The Romney campaign’s vaunted organizational and financial strength is likely to prove its worth again and again in coming weeks. His rivals will struggle to compete on the same scale.
Mr. Gingrich’s campaign has little money of its own and a Super PAC that supports him is relying on infusions of cash from Las Vegas casino magnate Sheldon Adelson to run pro-Gingrich ads in Mississippi and Alabama in advance of next week’s primaries there.
Mr. Santorum is similarly hobbled by a rudimentary campaign machine whose weaknesses resulted in his failure to qualify for the Virginia primary and left him off the ballot in three of Ohio’s 16 congressional districts.
If any doubt remained that the general election campaign is fully engaged, Mr. Obama dispelled it by upstaging his most likely Republican rival in November with a Super Tuesday press conference during which he denounced Mr. Romney's “big talk” on Iran without directly naming his rival.
Earlier in the day, Mr. Romney had addressed the pro-Israel lobby American Israel Public Affairs Committee in Washington, where he skewered Mr. Obama’s “naïve outreach” toward Iran.
The ex-Massachusetts governor went further in an op-ed in the Washington Post, calling Mr. Obama “America's most feckless president since [Jimmy]Carter” who “fretted in the White House” as the Iranians made rapid progress toward obtaining a nuclear bomb.
“This is not a game,” Mr. Obama charged. “If some of these folks think that it’s time to launch a war, they should say so. And they should explain to the American people exactly why they would do that and what the consequences would be.”
Back in Georgia, there was little love for the state’s adoptive son at a polling station in Midtown Atlanta, home to the sleek office towers, upscale restaurants and Renzo Piano-designed High Museum of Art that have made the city a showpiece of the New South.
Indeed, many Democrats took part in the Republican primary out of disdain for Mr. Gingrich. They voted for Mr. Romney, seeking to shrink Mr. Gingrich’s margin of victory and prevent him from walking away with all of Georgia’s 76 delegates.
“I’m a Democrat and I can’t stand Gingrich. It’s a protest vote against him,” retiree Walter George, 77, said after casting a ballot for Mr.

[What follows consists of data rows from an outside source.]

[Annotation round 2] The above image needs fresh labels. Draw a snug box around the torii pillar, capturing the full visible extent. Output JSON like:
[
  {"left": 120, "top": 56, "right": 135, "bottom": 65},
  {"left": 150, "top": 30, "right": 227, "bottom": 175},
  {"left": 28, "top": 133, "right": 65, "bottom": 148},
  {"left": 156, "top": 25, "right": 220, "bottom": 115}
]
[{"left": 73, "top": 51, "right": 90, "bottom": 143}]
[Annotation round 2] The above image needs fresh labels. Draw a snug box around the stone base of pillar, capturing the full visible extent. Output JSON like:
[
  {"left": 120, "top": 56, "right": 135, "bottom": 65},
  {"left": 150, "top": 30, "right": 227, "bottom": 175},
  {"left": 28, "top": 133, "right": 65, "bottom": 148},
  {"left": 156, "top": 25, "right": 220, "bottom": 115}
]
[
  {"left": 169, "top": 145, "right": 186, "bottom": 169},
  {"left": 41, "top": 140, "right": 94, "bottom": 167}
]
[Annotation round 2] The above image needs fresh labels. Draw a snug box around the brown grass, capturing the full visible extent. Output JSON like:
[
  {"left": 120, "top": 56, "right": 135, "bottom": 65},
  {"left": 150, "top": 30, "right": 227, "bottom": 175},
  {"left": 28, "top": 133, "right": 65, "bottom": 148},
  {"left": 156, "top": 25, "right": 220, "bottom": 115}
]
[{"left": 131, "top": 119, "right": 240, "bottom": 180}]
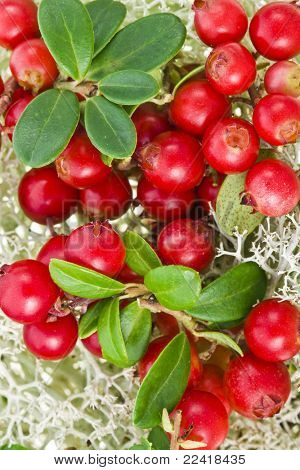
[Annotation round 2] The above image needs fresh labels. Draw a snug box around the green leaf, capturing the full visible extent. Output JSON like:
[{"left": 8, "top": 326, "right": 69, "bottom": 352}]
[
  {"left": 89, "top": 13, "right": 186, "bottom": 80},
  {"left": 123, "top": 230, "right": 161, "bottom": 276},
  {"left": 144, "top": 265, "right": 201, "bottom": 310},
  {"left": 133, "top": 333, "right": 191, "bottom": 429},
  {"left": 85, "top": 96, "right": 137, "bottom": 159},
  {"left": 13, "top": 89, "right": 80, "bottom": 168},
  {"left": 49, "top": 259, "right": 125, "bottom": 299},
  {"left": 216, "top": 173, "right": 264, "bottom": 236},
  {"left": 186, "top": 262, "right": 267, "bottom": 323},
  {"left": 86, "top": 0, "right": 126, "bottom": 55},
  {"left": 38, "top": 0, "right": 94, "bottom": 80},
  {"left": 78, "top": 301, "right": 101, "bottom": 339},
  {"left": 99, "top": 70, "right": 159, "bottom": 105}
]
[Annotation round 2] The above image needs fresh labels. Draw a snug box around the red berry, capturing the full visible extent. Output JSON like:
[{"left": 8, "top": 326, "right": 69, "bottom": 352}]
[
  {"left": 137, "top": 177, "right": 195, "bottom": 222},
  {"left": 202, "top": 118, "right": 260, "bottom": 174},
  {"left": 80, "top": 172, "right": 132, "bottom": 219},
  {"left": 36, "top": 235, "right": 68, "bottom": 266},
  {"left": 245, "top": 299, "right": 300, "bottom": 362},
  {"left": 157, "top": 219, "right": 214, "bottom": 271},
  {"left": 0, "top": 260, "right": 60, "bottom": 323},
  {"left": 19, "top": 166, "right": 78, "bottom": 224},
  {"left": 249, "top": 2, "right": 300, "bottom": 60},
  {"left": 253, "top": 95, "right": 300, "bottom": 145},
  {"left": 193, "top": 0, "right": 248, "bottom": 47},
  {"left": 139, "top": 131, "right": 205, "bottom": 193},
  {"left": 65, "top": 222, "right": 125, "bottom": 277},
  {"left": 0, "top": 0, "right": 40, "bottom": 49},
  {"left": 224, "top": 353, "right": 291, "bottom": 419},
  {"left": 55, "top": 128, "right": 111, "bottom": 189},
  {"left": 171, "top": 390, "right": 229, "bottom": 450},
  {"left": 205, "top": 42, "right": 256, "bottom": 95},
  {"left": 170, "top": 80, "right": 231, "bottom": 136},
  {"left": 244, "top": 158, "right": 300, "bottom": 217},
  {"left": 265, "top": 60, "right": 300, "bottom": 98},
  {"left": 10, "top": 39, "right": 58, "bottom": 93},
  {"left": 81, "top": 331, "right": 102, "bottom": 357},
  {"left": 23, "top": 315, "right": 78, "bottom": 361}
]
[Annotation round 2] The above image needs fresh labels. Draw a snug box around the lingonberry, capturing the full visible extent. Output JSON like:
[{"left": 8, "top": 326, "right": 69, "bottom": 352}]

Romney.
Jack Bertram, 65, another Democrat who participated in the GOP primary, said he voted for Mr. Romney because the idea of a Gingrich or Santorum presidency “horrified” him.
“I would hope Obama is victorious in November. But if the alternative is to be chosen, I would hope that it would be Romney,” he said. “I would be horrified if one of the other alternatives was to be successful.”
For independent voter and commercial artist James Way, 43, the choice came down to picking the Republican candidate best positioned to beat Mr. Obama in November.
“Gingrich is smart but I just don’t think he has a chance of winning,” reasoned Mr. Way, who likened Mr. Romney to “Obama-light” but voted for him anyway.
Still, Mr. Gingrich could count on overwhelming support in rural Georgia and in the suburbs north of Atlanta, which include the 6th Congressional District he represented for two decades until 1999. Overall, he carried Georgia by 25 percentage points.